To a Muslim the Holy Quran is the Divine Revelation which is all encompassing and lays down in clear terms, how we should live our daily lives including the need for humans to allow fellow humans certain basic rights at all times. Due to the limited space available I can only reflect on some of the major fundamental rights laid down by Islam:
Right to life
The first and foremost of fundamental basic human-rights is the right to life. “Whosoever kills any human being (without any valid reason) like manslaughter or any disruption and chaos on earth, it is though he had killed all the mankind. And whoever saves a life it is though as he had saved the lives of all mankind” (Quran Ch5: v 32). It further declares: “Do not kill a soul which Allah has made sacred except through the due process of law” (Quran Ch6: v 151). Islam further explains that this sacrosanct right to life is not granted only to its adherents (believers), but it has been granted to all human beings without consideration of their religion, race, colour or sex
Right to Equality
The Holy Quran recognises equality between humans irrespective of any distinction of nationality, race, colour or gender. “O Mankind We have created you from a male and female, and We made you as nations and tribes so that you may be able to recognise each other (not that you may despise each other). Indeed the most honourable among you before God is the most God-conscious”. (Quran Ch49: v 13). The Prophet Muhammed (pbuh) further explained this: “No Arab has any superiority over a non-Arab, nor does a non-Arab have any superiority over an Arab…… You are all the children of Adam and Adam was created from soil”. If there is any superiority for a man it is based on his piety, righteousness, sense of responsibility and character. Even such a person with these noble qualities would not have any privileged rights over others.
Right to justice
Allah Almighty has bestowed on all human beings, believer or non-believer, friend or foe the right to justice. The Holy Quran states: “We sent our messengers with clear teachings and sent down along with them the Book and the Balance so that society may be established on the basis of justice” (Quran Ch 57 : v 25). It further says “O Believers stand for the cause of God and as witness to justice and remember that enmity of some people should not lead you to injustice. Be just as it is nearest to God consciousness” (Quran Ch 5:v 8 ). This makes it obligatory that a believer must uphold justice in all circumstances, including to his enemies.

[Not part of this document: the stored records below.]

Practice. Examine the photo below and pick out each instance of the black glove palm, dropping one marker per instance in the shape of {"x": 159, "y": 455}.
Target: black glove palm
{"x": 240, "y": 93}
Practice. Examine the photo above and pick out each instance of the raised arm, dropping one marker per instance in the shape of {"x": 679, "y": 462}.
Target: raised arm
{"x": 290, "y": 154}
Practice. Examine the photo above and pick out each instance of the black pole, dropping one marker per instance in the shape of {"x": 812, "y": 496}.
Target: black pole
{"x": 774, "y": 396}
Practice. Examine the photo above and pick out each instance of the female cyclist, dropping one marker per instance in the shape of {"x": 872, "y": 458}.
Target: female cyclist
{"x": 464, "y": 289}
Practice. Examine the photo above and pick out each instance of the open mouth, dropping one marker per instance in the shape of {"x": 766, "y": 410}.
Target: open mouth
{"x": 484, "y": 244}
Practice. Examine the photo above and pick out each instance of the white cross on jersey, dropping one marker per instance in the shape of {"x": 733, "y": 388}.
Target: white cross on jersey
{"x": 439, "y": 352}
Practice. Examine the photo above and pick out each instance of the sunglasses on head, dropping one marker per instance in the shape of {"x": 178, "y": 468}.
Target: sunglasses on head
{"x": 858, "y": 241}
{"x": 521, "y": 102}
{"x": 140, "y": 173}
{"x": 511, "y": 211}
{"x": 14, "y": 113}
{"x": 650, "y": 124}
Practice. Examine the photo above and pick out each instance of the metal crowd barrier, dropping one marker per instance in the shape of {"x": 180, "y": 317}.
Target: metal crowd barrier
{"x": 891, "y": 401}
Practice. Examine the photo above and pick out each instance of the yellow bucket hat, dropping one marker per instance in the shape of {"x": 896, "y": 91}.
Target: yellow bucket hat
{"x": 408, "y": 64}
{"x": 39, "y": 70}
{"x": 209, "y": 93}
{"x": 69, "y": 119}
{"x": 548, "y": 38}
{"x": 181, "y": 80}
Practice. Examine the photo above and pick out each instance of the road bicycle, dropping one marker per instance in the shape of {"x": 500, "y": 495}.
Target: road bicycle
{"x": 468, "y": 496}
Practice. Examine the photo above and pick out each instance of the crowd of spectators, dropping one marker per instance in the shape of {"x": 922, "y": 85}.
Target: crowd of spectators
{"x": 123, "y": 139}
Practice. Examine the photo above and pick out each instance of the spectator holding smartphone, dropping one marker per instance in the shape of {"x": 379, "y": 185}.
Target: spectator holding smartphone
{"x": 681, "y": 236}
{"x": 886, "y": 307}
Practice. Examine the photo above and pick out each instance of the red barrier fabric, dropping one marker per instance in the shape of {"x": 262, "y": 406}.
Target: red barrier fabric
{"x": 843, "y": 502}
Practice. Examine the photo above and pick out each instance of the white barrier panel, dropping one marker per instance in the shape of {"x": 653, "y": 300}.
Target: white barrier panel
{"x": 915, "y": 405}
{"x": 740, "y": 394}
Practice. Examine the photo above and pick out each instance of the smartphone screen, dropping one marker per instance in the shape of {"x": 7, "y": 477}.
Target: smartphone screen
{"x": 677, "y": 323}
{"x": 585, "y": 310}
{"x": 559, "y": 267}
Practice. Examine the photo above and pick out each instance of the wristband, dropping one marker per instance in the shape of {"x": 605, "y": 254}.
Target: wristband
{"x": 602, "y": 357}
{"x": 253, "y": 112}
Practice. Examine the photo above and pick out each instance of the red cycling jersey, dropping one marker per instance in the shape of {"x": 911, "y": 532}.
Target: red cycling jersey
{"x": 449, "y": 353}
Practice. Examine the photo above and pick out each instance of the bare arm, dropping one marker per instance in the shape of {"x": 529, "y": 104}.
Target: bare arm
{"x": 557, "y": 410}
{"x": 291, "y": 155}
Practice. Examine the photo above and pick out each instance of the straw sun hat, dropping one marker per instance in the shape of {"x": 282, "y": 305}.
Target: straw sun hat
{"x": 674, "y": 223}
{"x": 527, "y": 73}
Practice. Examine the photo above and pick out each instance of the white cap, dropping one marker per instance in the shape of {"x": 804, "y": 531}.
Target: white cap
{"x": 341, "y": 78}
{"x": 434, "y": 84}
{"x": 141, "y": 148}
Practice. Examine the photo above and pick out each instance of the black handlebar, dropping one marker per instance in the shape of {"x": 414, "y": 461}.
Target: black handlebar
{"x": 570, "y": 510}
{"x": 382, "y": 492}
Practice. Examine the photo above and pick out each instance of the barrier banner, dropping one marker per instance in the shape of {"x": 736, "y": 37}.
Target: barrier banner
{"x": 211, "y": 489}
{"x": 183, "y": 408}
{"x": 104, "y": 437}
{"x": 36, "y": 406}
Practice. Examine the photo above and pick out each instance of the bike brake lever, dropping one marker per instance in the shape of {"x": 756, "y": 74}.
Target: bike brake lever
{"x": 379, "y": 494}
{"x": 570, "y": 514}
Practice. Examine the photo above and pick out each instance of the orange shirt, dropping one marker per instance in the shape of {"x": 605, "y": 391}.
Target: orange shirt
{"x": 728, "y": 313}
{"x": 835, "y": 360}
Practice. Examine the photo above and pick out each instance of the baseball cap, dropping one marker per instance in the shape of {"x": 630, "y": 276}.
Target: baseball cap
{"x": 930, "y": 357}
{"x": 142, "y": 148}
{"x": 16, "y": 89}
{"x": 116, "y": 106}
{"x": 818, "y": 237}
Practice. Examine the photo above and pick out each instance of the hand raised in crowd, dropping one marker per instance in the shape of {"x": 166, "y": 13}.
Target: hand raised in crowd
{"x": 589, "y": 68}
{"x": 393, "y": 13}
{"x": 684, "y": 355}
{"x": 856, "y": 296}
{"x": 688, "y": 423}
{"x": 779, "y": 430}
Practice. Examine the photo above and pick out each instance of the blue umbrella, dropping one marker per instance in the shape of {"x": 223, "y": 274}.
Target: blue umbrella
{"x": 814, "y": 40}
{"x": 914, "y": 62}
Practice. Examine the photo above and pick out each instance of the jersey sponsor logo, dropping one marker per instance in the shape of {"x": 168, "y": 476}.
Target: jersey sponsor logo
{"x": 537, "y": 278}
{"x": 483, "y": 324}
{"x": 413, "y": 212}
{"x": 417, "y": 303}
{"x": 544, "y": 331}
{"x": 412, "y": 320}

Right to freedom of conscience and religion
The Holy Quran clearly mentions that there is no compulsion in accepting or rejecting a religion. “There is no compulsion in (submitting to) the religion” (Quran Ch 2 : v 256). Every individual has been granted basic freedom to accept a religion of his or her choice. Therefore no religion should be imposed on a person.
Right to personal freedom
No person can be deprived of his or her personal freedom except in pursuance of justice. Therefore there cannot be any arbitrary or preventive arrest without the permission of duly appointed judge and in the light of a solid proof.

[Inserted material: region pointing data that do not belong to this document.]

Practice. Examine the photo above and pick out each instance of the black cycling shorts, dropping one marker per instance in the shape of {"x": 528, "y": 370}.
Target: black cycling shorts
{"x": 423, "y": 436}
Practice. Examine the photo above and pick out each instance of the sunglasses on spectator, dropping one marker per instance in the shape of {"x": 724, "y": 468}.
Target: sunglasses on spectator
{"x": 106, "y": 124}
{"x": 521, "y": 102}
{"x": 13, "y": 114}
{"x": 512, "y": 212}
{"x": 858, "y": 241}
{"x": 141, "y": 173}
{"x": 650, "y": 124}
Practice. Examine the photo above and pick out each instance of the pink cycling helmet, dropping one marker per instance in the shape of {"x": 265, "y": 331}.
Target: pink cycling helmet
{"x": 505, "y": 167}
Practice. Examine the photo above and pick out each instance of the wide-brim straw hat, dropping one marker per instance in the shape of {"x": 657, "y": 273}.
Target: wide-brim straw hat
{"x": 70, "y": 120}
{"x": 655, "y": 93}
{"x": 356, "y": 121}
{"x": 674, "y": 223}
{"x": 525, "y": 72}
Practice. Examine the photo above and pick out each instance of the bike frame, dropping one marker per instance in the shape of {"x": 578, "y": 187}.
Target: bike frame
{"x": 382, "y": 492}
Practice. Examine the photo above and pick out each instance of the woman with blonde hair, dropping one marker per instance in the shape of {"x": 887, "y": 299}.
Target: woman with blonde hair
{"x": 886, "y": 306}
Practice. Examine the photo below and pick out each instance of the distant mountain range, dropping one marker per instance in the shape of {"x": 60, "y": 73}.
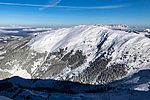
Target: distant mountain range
{"x": 88, "y": 54}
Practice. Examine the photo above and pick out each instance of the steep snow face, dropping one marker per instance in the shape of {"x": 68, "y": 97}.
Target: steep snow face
{"x": 124, "y": 51}
{"x": 86, "y": 53}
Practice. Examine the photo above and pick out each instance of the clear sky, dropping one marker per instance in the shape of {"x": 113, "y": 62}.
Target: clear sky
{"x": 73, "y": 12}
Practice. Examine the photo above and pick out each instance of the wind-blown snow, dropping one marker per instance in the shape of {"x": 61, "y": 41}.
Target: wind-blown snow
{"x": 88, "y": 37}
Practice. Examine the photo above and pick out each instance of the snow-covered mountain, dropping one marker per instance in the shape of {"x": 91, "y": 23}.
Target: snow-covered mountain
{"x": 94, "y": 54}
{"x": 115, "y": 57}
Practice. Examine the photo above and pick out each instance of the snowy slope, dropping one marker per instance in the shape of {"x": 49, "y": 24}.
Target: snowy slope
{"x": 127, "y": 48}
{"x": 91, "y": 54}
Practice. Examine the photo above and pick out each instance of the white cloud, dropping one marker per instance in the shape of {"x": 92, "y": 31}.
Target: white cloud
{"x": 54, "y": 4}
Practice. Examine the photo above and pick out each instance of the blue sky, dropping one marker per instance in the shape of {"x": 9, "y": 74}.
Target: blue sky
{"x": 73, "y": 12}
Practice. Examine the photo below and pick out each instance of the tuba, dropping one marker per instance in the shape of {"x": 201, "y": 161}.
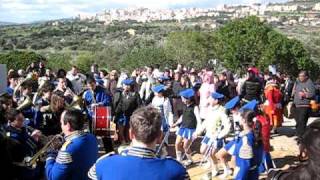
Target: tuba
{"x": 32, "y": 161}
{"x": 27, "y": 102}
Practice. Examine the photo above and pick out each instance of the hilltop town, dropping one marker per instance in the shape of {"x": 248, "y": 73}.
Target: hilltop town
{"x": 304, "y": 12}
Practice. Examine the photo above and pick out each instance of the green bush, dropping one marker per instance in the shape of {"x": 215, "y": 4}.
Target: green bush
{"x": 19, "y": 59}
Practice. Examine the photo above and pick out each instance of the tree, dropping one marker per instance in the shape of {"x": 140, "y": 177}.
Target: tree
{"x": 188, "y": 47}
{"x": 20, "y": 59}
{"x": 139, "y": 57}
{"x": 58, "y": 61}
{"x": 249, "y": 41}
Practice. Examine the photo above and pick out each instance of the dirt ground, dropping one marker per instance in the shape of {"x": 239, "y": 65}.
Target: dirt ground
{"x": 284, "y": 150}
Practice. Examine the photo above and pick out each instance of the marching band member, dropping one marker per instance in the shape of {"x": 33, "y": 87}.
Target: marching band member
{"x": 139, "y": 160}
{"x": 63, "y": 89}
{"x": 25, "y": 101}
{"x": 95, "y": 96}
{"x": 125, "y": 102}
{"x": 13, "y": 79}
{"x": 77, "y": 79}
{"x": 25, "y": 145}
{"x": 217, "y": 126}
{"x": 189, "y": 121}
{"x": 164, "y": 106}
{"x": 247, "y": 149}
{"x": 43, "y": 109}
{"x": 77, "y": 154}
{"x": 233, "y": 106}
{"x": 252, "y": 87}
{"x": 205, "y": 91}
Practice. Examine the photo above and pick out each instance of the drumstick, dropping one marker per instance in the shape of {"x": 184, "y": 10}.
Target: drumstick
{"x": 162, "y": 142}
{"x": 207, "y": 153}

Right to Protection of Honour
Every person has been ensured basic human dignity which should not be violated. If someone falsely attacks the honour of a person the culprit will be punished according to the Islamic Law. The Holy Quran says: “Do not let one group of people make fun of another group”. It further states: “Do not defame one another”, the Quran goes on to say: And do not backbite or speak ill of one another” (Quran Ch 49 : v 11-12).